5.4. SERS-Based Immunoassay Platform for the Detection of Influenza Viruses

A SERS immunoassay for influenza A that is both highly sensitive and selective, utilizing PEGylated TBBT-labeled AuNPs as probes and hydrophilic Au@Ag 2D array as substrates, was demonstrated by Karn-orachai et al. [66]. The unique Raman signal of TBBT (Raman reporter) allowed for the identification of the antibody–antigen interaction. Immunoassay on SERS substrates shows about four times higher sensitivity than immunoassay on Au film substrates, due to the enhancement of the Raman signal from SERS probes by the electromagnetic field effect of the SERS substrate. This immunoassay can detect the target nucleoprotein in a complex biological sample with various interferences at a detection limit of 6 TCID50 per mL. These results indicate that using a carefully tuned Au@Ag 2D array as a substrate for SERS can boost the sensitivity of SERS biosensors. It shows that this SERS immunosensor platform has the potential to detect target molecules with high sensitivity and specificity in complex clinical specimens.
Wang et al. [180] proposed utilizing a SERS-based immunoassay with Digital Microfluidics (DMF) for rapid, automated, and precise detection of disease biomarkers. SERS tags were designed using a core@shell nanostructure and were tagged with the Raman reporter 4-mercaptobenzoic acid (4-MBA), demonstrating strong signals, consistency, and durability. A sandwich immunoassay was developed by using magnetic beads coated with antibodies as a stable platform to capture antigens from samples, forming a bead-antibody–antigen immunocomplex. By utilizing a SERS tag that is functionalized with a detection antibody, the immunocomplex can be marked for sensitive detection of the antigen using the powerful SERS signal. The ability of DMF to automate tasks can make the assay process easier and decrease the chance of coming into contact with dangerous samples. The DMF-SERS method was used to showcase the usefulness of detecting AIV H5N1 in both buffer and human serum.
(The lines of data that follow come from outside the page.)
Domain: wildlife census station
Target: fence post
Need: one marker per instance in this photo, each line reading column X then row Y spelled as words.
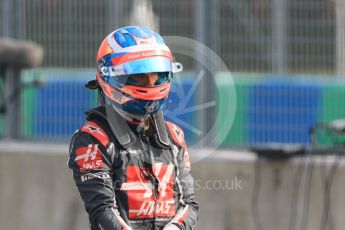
column 12, row 28
column 340, row 37
column 206, row 32
column 279, row 35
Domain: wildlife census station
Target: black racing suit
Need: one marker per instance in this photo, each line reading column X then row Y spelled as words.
column 144, row 188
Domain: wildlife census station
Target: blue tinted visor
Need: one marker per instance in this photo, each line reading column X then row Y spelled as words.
column 131, row 79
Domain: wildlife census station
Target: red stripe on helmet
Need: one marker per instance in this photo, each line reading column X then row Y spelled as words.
column 140, row 55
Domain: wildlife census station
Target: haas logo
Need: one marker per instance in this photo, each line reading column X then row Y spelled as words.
column 89, row 158
column 143, row 200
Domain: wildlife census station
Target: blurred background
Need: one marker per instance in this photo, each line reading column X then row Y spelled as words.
column 287, row 64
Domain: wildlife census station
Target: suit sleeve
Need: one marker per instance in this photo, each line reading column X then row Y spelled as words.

The DMF-SERS technique offers exceptional sensitivity (detection limit of 4 pg/mL) and specificity for identifying H5N1, requiring less than an hour for the assay and using approximately 30 μL of reagents, which is less than the traditional ELISA method. Hence, the DMF-SERS technique shows promise for the precise and automatic identification of numerous infectious pathogens.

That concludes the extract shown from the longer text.